Visualization module
- class visualization.Dataset_visualise(data_set, name='dataset', columns=None)
Bases:
object
A class for visualizing datasets.
- Parameters:
data_set (dict): The dataset containing the data, labels, weights, and detailed labels.
name (str): The name of the dataset (default: “dataset”).
columns (list): The list of column names to consider (default: None, which includes all columns).
- Attributes:
dfall (DataFrame): The dataset.
target (Series): The labels.
weights (Series): The weights.
detailed_label (ndarray): The detailed labels.
columns (list): The list of column names.
name (str): The name of the dataset.
keys (ndarray): The unique detailed labels.
weight_keys (dict): The weights for each detailed label.
- Methods:
examine_dataset(): Prints information about the dataset.
histogram_dataset(columns=None): Plots histograms of the dataset features.
correlation_plots(columns=None): Plots correlation matrices of the dataset features.
pair_plots(sample_size=10, columns=None): Plots pair plots of the dataset features.
stacked_histogram(field_name, mu_hat=1.0, bins=30): Plots a stacked histogram of a specific field in the dataset.
pair_plots_syst(df_syst, sample_size=10): Plots pair plots between the dataset and a system dataset.
- correlation_plots(columns=None)
Plots correlation matrices of the dataset features.
Args: * columns (list): The list of column names to consider (default: None, which includes all columns).
- event_vise_syst(df_syst, columns=None, sample_size=100)
- event_vise_syst_arrow(df_syst, columns=None, sample_size=100)
- examine_dataset()
Prints information about the dataset.
- histogram_dataset(columns=None, nbin=25)
Plots histograms of the dataset features.
- Args:
columns (list): The list of column names to consider (default: None, which includes all columns).
nbin (int): The number of bins for the histogram (default: 25).
- histogram_syst(df_syst, weight_syst, columns=None, nbin=25)
- pair_plots(sample_size=10, columns=None)
Plots pair plots of the dataset features.
- Args:
sample_size (int): The number of samples to consider (default: 10).

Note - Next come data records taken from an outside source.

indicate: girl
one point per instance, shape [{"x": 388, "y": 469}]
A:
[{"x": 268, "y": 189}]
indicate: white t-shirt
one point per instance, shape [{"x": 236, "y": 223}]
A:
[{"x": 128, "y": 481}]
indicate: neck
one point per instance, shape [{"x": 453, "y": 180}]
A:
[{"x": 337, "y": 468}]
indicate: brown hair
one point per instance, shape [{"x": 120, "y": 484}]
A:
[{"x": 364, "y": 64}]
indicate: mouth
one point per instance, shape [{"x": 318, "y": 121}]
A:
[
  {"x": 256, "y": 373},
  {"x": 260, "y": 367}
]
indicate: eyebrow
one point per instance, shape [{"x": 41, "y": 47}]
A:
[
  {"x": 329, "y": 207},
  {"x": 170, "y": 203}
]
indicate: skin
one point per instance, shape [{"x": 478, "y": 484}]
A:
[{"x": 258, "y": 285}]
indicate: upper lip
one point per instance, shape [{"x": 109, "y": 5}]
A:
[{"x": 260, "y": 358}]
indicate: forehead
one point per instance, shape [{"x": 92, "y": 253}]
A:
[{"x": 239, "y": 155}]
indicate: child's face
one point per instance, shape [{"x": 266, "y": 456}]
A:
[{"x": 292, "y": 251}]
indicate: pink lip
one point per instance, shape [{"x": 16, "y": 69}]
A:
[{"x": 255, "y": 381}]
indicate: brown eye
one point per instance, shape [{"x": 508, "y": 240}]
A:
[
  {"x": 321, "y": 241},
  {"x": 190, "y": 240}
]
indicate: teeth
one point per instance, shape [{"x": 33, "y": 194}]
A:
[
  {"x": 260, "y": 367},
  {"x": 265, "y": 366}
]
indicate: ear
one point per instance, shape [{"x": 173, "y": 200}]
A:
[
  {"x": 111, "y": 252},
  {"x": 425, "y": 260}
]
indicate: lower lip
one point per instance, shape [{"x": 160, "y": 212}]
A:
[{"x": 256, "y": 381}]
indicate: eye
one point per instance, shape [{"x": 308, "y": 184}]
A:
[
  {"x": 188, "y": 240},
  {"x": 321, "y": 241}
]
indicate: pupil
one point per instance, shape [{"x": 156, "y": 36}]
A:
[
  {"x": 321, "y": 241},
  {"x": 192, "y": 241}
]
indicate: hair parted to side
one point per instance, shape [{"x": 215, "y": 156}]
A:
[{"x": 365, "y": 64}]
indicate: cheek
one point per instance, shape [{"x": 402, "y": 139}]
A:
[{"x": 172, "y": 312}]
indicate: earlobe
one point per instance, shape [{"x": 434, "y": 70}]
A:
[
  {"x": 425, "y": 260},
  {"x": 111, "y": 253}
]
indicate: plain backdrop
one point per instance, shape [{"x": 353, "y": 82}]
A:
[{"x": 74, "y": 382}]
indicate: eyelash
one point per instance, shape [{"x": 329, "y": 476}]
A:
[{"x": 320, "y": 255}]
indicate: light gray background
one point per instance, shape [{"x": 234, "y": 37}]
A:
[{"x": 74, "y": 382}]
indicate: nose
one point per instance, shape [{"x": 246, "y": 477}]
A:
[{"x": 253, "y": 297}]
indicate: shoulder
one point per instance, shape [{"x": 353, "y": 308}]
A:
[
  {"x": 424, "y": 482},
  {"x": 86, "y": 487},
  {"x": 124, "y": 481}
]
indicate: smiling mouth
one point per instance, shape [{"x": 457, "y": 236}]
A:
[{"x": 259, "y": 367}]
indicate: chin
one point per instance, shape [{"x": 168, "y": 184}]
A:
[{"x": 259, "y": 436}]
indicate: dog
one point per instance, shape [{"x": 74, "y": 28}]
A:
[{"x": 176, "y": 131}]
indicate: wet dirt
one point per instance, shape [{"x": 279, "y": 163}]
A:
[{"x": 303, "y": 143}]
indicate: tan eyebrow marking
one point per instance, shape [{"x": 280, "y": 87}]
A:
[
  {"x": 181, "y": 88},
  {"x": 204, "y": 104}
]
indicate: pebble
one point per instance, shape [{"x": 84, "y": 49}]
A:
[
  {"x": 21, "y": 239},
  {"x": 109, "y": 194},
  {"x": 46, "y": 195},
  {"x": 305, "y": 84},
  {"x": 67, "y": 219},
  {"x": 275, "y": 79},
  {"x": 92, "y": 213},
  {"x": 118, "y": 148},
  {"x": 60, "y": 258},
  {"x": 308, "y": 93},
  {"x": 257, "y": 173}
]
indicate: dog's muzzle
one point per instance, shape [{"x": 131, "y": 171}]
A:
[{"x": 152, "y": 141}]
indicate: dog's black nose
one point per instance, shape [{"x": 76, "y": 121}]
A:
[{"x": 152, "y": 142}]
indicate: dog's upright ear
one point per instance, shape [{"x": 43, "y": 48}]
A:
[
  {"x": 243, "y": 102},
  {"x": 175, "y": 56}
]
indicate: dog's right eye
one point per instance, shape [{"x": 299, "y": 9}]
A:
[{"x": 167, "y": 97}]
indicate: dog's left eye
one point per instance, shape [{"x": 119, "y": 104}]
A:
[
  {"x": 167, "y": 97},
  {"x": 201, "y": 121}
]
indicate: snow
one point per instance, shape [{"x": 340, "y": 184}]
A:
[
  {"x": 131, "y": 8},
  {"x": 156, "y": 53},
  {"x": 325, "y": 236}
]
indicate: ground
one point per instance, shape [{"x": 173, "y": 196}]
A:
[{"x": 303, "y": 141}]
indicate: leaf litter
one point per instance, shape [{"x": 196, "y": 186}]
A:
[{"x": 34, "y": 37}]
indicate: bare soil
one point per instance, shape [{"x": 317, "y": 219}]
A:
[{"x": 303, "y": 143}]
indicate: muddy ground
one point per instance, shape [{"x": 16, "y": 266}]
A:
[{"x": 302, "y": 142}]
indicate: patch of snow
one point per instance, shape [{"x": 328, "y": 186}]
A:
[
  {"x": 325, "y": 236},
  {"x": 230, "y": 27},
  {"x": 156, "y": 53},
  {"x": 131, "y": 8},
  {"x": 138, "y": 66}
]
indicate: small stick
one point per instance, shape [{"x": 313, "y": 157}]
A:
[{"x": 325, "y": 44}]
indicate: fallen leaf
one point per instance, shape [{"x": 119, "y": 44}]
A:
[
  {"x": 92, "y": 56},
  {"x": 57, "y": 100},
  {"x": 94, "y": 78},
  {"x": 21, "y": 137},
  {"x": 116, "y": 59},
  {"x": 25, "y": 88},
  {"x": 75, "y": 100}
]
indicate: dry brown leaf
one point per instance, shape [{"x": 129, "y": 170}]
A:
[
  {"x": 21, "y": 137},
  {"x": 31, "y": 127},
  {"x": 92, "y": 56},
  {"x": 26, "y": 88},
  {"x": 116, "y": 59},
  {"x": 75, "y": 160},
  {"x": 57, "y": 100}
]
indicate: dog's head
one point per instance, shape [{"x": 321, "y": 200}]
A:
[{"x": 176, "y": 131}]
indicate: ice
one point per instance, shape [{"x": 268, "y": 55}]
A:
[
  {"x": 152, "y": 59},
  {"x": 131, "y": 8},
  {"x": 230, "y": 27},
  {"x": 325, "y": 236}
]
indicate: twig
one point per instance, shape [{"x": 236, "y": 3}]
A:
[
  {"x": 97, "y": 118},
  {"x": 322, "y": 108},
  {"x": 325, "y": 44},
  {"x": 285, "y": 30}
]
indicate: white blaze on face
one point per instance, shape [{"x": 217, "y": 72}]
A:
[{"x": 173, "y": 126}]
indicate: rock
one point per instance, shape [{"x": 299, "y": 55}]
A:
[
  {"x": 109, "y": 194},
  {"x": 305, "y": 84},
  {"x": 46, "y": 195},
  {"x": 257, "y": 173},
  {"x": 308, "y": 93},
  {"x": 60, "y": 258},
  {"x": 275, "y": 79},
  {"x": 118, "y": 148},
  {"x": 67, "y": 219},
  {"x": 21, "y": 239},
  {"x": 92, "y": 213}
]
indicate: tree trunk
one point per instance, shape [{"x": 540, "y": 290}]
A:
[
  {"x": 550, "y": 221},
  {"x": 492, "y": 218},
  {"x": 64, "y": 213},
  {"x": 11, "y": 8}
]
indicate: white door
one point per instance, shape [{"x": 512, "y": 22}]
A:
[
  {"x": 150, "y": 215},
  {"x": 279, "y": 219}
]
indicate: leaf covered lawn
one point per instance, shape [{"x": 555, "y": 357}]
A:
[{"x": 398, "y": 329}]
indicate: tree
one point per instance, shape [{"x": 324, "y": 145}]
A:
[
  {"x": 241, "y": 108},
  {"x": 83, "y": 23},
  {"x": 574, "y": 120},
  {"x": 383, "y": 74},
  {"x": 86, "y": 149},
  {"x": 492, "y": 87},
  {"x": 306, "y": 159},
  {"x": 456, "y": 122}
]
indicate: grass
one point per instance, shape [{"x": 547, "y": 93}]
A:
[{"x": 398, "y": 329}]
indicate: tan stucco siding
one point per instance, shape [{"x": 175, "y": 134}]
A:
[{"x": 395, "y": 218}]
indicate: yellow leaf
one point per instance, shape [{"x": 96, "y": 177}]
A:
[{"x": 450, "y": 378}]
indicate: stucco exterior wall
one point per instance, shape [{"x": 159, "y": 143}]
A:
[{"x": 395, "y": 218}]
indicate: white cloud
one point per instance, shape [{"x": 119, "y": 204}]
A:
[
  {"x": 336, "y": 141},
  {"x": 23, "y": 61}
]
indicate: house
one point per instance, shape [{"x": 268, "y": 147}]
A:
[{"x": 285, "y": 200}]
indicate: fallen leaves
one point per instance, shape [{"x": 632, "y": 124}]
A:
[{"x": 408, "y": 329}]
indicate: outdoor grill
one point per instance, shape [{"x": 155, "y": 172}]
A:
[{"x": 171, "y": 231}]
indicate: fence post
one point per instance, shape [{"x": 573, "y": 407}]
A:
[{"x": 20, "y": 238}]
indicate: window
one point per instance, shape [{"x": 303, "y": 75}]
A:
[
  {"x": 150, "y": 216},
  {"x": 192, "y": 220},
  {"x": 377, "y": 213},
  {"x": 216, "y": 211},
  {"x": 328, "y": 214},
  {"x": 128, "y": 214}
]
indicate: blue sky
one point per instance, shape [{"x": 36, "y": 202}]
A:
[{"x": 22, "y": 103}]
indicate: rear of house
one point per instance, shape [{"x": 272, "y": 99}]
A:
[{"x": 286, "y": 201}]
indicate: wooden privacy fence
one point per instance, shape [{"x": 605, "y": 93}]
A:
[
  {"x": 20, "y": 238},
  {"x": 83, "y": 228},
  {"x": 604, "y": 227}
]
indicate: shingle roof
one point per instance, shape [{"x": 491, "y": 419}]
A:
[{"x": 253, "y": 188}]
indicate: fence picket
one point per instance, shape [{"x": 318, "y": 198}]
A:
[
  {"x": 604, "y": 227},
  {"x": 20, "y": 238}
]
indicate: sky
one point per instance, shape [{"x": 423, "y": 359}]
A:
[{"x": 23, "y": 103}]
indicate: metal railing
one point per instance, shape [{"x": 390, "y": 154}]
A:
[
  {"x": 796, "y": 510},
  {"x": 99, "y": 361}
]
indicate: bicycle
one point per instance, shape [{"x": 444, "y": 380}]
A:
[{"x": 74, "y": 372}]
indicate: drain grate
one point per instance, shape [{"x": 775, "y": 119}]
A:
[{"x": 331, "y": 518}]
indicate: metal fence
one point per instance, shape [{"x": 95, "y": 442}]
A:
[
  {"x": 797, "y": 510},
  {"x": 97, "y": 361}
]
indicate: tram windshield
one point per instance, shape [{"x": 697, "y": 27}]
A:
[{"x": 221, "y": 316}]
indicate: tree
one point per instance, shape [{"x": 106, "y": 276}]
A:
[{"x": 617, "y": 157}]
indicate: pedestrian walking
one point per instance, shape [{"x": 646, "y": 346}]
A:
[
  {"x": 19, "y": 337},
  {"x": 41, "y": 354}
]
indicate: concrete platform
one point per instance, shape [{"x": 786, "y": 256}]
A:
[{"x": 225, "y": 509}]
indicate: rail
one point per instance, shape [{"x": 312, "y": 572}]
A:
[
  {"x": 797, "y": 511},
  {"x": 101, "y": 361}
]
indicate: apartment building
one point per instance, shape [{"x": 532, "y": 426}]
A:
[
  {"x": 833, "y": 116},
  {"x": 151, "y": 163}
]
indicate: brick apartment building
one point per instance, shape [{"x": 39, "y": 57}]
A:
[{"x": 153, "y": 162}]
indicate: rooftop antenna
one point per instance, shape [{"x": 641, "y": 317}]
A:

columns (list): The list of column names to consider (default: None, which includes all columns).
- pair_plots_syst(df_syst, sample_size=100)
Plots pair plots between the dataset and a system dataset.
- Args:
df_syst (DataFrame): The system dataset.
sample_size (int): The number of samples to consider (default: 10).
..images:: ../images/pair_plot_syst.png
- stacked_histogram(field_name, mu_hat=1.0, bins=30, y_scale='linear')
Plots a stacked histogram of a specific field in the dataset.
- Args:
field_name (str): The name of the field to plot.
mu_hat (float): The value of mu (default: 1.0).
bins (int): The number of bins for the histogram (default: 30).
- visualization.custom_pretty_print(d)
- visualization.roc_curve_wrapper(score, labels, weights, plot_label='model', color='b', lw=2)
Plots the ROC curve.
- Args:
score (ndarray): The score.
labels (ndarray): The labels.
weights (ndarray): The weights.
plot_label (str, optional): The plot label. Defaults to “model”.
color (str, optional): The color. Defaults to “b”.
lw (int, optional): The line width. Defaults to 2.
- visualization.visualize_coverage(ingestion_result_dict, ground_truth_mus)
Plots a coverage plot of the mu values.
- Args:
ingestion_result_dict (dict): A dictionary containing the ingestion results.
ground_truth_mus (dict): A dictionary of ground truth mu values.
- visualization.visualize_scatter(ingestion_result_dict, ground_truth_mus)
Plots a scatter Plot of ground truth vs. predicted mu values.
- Args:
ingestion_result_dict (dict): A dictionary containing the ingestion results.
ground_truth_mus (dict): A dictionary of ground truth mu values.